Incredibly stupid since just some little empirical research would evidence that all major bank crises, no exceptions, have resulted from excessive exposures to what was ex-ante perceived as “absolutely safe”, but which ex post turned out to be risky; and none ever has resulted from excessive exposures to what ex ante was perceived as “risky”. In fact more-risk-less-capital and less-risk-more-capital, totally the opposite, would have been more correct.
And they serve absolutely no purpose because, allowing banks to earn much much higher risk adjusted returns on their equity when financing “The Infallible”, than when financing “The Risky”, causes banks not to finance the “risky” future, and mostly dedicate themselves to refinance the “safer” past.
In my opinion, nothing can help to enable so much the financing of our two most urgent needs, the creation of sturdy jobs for the young, and the investment needed for the sustainability of our planet than more correctly aligned capital requirements for banks. First these should be set equal for all bank assets, for instance 8 percent, but then allowed to be lowered, gradually, down to 4 percent, depending on the potential-of –job-creation-ratings and/or sustainability ratings, like the SRI or ESG ratings mentioned, whether of the project or of the issuer, and the length of the contract.
That, as you can all understand, would allow the banks to earn the highest-risk adjusted returns where they can be the most helpful to the society.
PS. I carefully reviewed the whole EUROWEEK issue on Sustainable and Responsible Capital Markets, September 2013, and, unfortunately, though it includes many good discussions, I did not found a single word about the perceived risk weighted capital requirements.
Tuesday, October 1, 2013
Jim Yong Kim, President of World Bank, and Christine Lagarde, Managing Director of IMF, here is a question on Climate Action:
On Tuesday, October 8, 2013 there will be an opening discussion by Jim Yong Kim, President, World Bank Group and Christine Lagarde, Managing Director, International Monetary Fund; on the the topic of “The economic case for Climate Action”; moderated by Zanny Minton Beddoes, Economics Editor, The Economist.
And below the question I would like to make to them all:
Current capital requirements for banks are weighted for the ex ante perceived risk of the asset; more-risk-more-capital, less-risk-less-capital.
That does not make any sense, since the ex ante perceived risks are already cleared for by banks and markets, by means of interest rates, size of exposures and other terms.

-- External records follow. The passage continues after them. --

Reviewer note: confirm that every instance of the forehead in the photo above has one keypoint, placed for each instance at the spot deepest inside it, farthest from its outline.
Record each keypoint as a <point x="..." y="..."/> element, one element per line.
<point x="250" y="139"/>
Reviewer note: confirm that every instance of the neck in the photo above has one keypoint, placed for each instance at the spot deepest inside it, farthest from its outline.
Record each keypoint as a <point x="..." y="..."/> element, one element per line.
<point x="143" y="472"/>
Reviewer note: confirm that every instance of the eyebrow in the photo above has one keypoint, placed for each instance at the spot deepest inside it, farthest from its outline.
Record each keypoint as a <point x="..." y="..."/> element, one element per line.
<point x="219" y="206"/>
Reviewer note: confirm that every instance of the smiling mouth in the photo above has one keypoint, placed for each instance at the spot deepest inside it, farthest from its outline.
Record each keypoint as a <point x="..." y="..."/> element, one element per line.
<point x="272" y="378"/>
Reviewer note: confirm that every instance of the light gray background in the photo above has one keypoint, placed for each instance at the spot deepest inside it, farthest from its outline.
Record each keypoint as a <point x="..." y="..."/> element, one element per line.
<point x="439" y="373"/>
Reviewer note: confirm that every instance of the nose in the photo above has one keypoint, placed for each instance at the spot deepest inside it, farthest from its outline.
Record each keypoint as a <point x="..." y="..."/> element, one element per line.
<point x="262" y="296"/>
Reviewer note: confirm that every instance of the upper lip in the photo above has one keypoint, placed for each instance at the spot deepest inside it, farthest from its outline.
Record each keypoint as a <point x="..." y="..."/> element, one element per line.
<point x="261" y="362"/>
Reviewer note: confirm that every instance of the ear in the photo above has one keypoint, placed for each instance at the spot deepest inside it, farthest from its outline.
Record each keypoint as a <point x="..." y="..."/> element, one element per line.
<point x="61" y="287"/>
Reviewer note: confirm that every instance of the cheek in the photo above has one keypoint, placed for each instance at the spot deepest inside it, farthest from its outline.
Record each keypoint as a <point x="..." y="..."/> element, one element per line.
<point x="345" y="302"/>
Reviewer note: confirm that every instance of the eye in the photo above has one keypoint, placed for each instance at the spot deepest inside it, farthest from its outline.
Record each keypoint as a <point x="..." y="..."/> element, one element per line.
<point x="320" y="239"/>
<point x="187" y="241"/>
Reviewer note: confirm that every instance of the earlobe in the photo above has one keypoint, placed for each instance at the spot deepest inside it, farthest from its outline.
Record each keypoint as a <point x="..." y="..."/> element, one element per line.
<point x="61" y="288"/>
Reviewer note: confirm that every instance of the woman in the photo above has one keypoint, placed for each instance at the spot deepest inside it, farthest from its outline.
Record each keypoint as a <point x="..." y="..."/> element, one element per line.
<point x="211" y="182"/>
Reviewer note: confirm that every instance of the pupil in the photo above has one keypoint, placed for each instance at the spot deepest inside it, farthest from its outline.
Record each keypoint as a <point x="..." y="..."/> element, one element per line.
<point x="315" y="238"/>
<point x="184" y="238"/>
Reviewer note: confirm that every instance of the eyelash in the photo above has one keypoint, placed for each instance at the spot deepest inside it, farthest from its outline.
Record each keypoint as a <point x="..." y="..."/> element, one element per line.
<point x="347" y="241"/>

Besides, since all major bank crises have resulted from excessive exposures to what was perceived, ex ante, as “absolutely safe”, and none ever from excessive exposures to what was perceived, ex ante, as “risky” these capital requirements do not make sense in the quest of looking for the stability of the banks.
And so, if bank regulators cannot refrain from playing risk managers for the world, and interfering with the markets, why does not the World Bank and the IMF at least beg them to design capital requirements based on the potential for helping the sustainability of our planet ratings, (and also on the potential for creating jobs, especially for the young, ratings).
That way the distortions which different capital requirements for different bank assets cause, and which hinders the effective allocation of bank credit in the real economy, would at least serve a social purpose.
In concrete terms that would mean changing from allowing banks to obtain better risk-adjusted returns on their equity when lending to “The Infallible” than when lending to “The Risky”; to allowing the banks instead to earn those higher risk adjusted returns on their equity when helping the sustainability of our planet (and when creating jobs for our youth).
Besides, the World Bank, as the premier development bank of the world, should know that “risk-taking” is the oxygen of any development, and that there is nothing as risky for the economies and for the society as an excessive risk-aversion; which is why in our churches we at least used to pray “God make us daring!”
PS. World Bank, you who fight for reducing poverty, and the inequality gap, should also know that the current capital requirements based on perceived risk, functions as a wedge increasing the differences, between those already benefited by banks and markets, like solvent developed countries and AAAristocracy, and those already discriminated against by banks and markets, “The Risky”, like medium and small businesses, entrepreneurs and start-ups, and poor developing countries.